In Praise of Boring Lotus Leaves


On the video blog front, just wanted to show you a sample video from the GE Global Research Blog called Edison’s Desk. Look at it here for the few moments it takes and ask yourself this:

Why put a boring video on a blog? And why would GE do this?

The answer is simple. The employees working on this Lotus Leaf project do not consider it boring, nor do the handful of persons who commented.

Rather than demand that content be universal, Web 2.0 asks only that it satisfy someone out there. The research blog has a nice little “show and tell” feel to it, unexpected from a large corporation. And, it has a blatant cheerleaderish tone that viewers do not seem to mind.

Is your company doing enough “boring” things to attract this kind of audience?

Wednesday, November 01, 2006

Innovate! Innovate! Dance to the Music

When Microsoft was under fire from anti-trust warriors in this country and Europe, Bill Gates continually complained that the company needed the freedom to innovate. If any word was his mantra, it was that one: Innovate.

The mantra hasn't seemed to be working too well.

That "I word" came to mind today when the news wires were afire with word that Google has purchased privately-held JotSpot, a site that permits users to create their own wikis, either free or paid, with premium users getting more bells and whistles.

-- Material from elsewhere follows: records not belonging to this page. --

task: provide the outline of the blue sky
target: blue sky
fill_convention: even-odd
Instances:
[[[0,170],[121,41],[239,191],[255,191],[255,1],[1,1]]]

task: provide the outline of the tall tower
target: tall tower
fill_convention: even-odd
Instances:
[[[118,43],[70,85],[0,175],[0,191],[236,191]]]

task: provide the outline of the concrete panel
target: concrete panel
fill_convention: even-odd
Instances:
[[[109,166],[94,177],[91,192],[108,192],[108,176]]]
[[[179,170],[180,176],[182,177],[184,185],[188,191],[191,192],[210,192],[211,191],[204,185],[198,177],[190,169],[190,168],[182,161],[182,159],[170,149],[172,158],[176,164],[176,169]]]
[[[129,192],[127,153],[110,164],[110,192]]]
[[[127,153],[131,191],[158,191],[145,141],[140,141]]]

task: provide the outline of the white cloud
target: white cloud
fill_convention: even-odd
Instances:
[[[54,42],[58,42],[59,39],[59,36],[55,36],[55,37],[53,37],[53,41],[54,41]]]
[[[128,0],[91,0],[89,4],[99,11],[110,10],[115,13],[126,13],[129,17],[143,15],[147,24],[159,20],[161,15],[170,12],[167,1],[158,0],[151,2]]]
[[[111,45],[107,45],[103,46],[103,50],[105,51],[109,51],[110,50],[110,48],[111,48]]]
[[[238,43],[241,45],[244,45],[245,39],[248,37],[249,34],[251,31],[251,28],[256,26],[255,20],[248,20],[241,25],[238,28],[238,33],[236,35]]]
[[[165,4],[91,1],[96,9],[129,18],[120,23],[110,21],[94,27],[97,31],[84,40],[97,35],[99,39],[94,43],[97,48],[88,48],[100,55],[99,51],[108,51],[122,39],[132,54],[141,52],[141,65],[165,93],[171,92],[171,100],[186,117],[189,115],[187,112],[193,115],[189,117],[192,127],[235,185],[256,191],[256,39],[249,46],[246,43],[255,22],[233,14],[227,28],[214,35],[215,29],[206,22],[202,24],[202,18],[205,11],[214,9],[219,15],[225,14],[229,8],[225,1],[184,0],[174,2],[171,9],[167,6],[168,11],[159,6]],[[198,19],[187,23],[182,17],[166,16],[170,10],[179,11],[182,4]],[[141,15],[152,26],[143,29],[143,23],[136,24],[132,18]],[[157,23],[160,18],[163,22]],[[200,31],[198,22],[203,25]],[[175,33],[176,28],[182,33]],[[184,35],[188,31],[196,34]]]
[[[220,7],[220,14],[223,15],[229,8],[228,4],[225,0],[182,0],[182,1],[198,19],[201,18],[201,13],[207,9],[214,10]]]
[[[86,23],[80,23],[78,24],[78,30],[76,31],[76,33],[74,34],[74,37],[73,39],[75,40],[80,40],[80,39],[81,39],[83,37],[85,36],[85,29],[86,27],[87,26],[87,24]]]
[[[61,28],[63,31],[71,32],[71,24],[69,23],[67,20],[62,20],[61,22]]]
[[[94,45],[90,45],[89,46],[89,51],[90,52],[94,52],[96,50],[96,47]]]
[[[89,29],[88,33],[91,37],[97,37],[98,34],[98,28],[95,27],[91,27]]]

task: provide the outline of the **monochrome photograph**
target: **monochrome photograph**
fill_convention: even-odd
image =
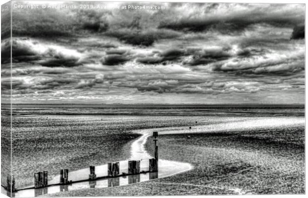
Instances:
[[[1,8],[1,194],[306,194],[305,4]]]

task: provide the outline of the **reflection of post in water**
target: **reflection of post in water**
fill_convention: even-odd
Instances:
[[[48,189],[47,187],[34,189],[34,197],[38,197],[48,194]]]
[[[90,186],[90,188],[95,188],[95,185],[96,185],[96,181],[89,181],[89,186]]]
[[[43,189],[34,189],[34,197],[38,197],[43,195]]]
[[[60,192],[69,191],[69,185],[60,185]]]
[[[45,187],[43,189],[43,194],[48,194],[48,188]]]
[[[128,176],[128,183],[134,184],[137,182],[140,182],[140,175],[129,175]]]
[[[114,186],[120,186],[120,178],[116,177],[109,178],[108,179],[108,187],[112,187]]]
[[[153,180],[154,179],[157,179],[158,178],[158,172],[152,172],[149,173],[149,179]]]
[[[10,191],[6,191],[6,195],[10,198],[13,198],[15,197],[15,192],[11,193]]]

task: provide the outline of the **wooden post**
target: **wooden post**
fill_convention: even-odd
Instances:
[[[108,176],[112,176],[112,164],[111,163],[108,163]]]
[[[108,176],[116,177],[120,173],[120,162],[108,163]]]
[[[157,137],[158,136],[158,133],[156,132],[153,132],[153,137],[154,137],[154,148],[155,149],[154,151],[154,157],[155,159],[155,164],[154,165],[154,168],[153,168],[153,171],[158,171],[158,146],[156,145],[156,142],[157,141]]]
[[[95,175],[95,167],[94,166],[90,166],[90,174],[89,175],[89,179],[90,180],[94,180],[96,179],[96,175]]]
[[[112,164],[112,176],[116,177],[120,173],[120,162],[115,162]]]
[[[39,172],[39,177],[40,178],[40,187],[43,187],[43,172]]]
[[[69,169],[64,169],[64,184],[69,183]]]
[[[137,160],[137,174],[140,173],[140,160]]]
[[[39,173],[34,173],[34,188],[40,188]]]
[[[15,188],[15,176],[12,175],[12,192],[16,192],[17,190]]]
[[[7,191],[11,191],[11,176],[7,174],[6,176],[6,190]]]
[[[133,173],[133,161],[132,160],[128,161],[128,173]]]
[[[63,169],[60,169],[60,184],[63,184],[64,183],[64,175]]]
[[[43,172],[43,185],[45,187],[48,185],[48,171]]]

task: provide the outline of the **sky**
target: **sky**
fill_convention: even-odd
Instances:
[[[13,1],[13,103],[305,103],[304,4],[84,4]]]

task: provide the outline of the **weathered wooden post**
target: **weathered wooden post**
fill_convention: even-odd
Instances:
[[[140,160],[130,160],[128,161],[128,173],[140,173]]]
[[[43,172],[38,172],[34,173],[34,188],[43,187],[44,186],[43,181]]]
[[[133,173],[133,161],[128,161],[128,173]]]
[[[64,184],[69,183],[69,169],[64,169]]]
[[[64,183],[64,175],[63,169],[60,169],[60,184],[63,184]]]
[[[16,192],[17,190],[15,188],[15,176],[12,175],[12,192]]]
[[[94,166],[90,166],[90,174],[89,175],[89,180],[94,180],[96,179],[96,175],[95,175],[95,167]]]
[[[48,185],[48,171],[43,171],[43,186],[45,187]]]
[[[108,163],[108,176],[116,177],[120,173],[120,162]]]
[[[7,191],[11,191],[11,176],[9,174],[7,174],[6,176],[6,190]]]
[[[112,163],[108,163],[108,176],[112,177]]]
[[[156,141],[157,141],[157,138],[158,136],[158,132],[153,132],[153,137],[154,137],[154,148],[155,149],[154,153],[154,158],[155,158],[155,169],[154,171],[158,171],[158,146],[156,145]]]
[[[112,168],[112,176],[116,177],[120,173],[120,162],[114,163]]]

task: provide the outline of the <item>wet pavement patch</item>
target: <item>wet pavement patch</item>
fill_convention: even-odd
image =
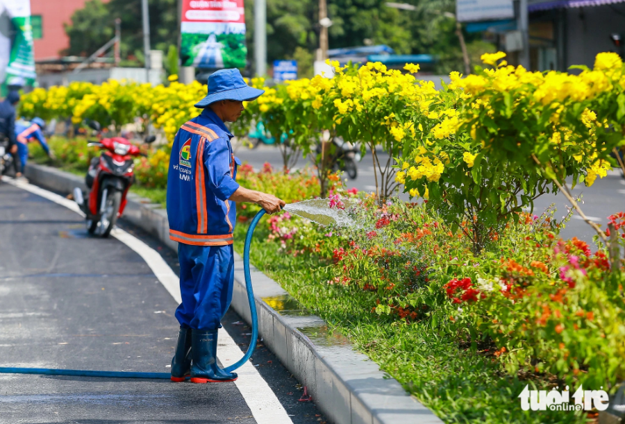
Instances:
[[[312,312],[290,294],[262,298],[262,301],[281,315],[305,316],[312,315]]]

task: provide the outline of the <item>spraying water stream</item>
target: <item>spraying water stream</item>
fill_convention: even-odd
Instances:
[[[324,226],[333,224],[340,227],[353,227],[355,224],[349,217],[347,210],[356,206],[356,203],[347,199],[344,199],[342,203],[344,209],[338,209],[330,207],[328,199],[313,198],[286,205],[284,210]]]

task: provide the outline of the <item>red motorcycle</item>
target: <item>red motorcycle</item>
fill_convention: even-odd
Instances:
[[[90,140],[88,146],[102,148],[103,151],[91,160],[87,171],[85,183],[89,193],[83,195],[76,187],[74,198],[86,215],[89,233],[106,237],[126,207],[126,196],[135,178],[134,158],[145,155],[124,137],[102,138],[99,123],[92,121],[89,126],[97,132],[99,139]],[[150,144],[155,139],[155,136],[150,135],[145,142]]]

More than 300,000 people use the free service. (See some of the web news about the deal here.)

If you don't know wikis, you will. They started out as electronic whiteboards that allowed users to share content over the internet, contributing their own words or changing what already is there. JotSpot advanced the wiki, allowing users to post and change photos, spreadsheets, etc.

Wikis are perfect for business teams dealing with projects that involve many employees and facets.

As usual, Microsoft is not unfamiliar with wikis and it seems to have fooled around with some wiki-type products in its Office environment. Not that most businesses have ever heard of Microsoft's offerings in this field.

No, once again it has been the small and independent creators of new, innovative products that have captured the early-adapters and now reap the financial rewards for their creators(although no details of the JotSpot deal were made public).

The Jotspot web site today carried a notice saying it has closed new account activity until the content is moved to Google, but it does have a FAQ list about the deal.

With its thousands of employees and billions of dollars in cash reserve, Microsoft has been in a good position to head off the Googles of the world. But the news today casts doubt on the company's ability to remain in the driver's seat in the Web 2.0 world.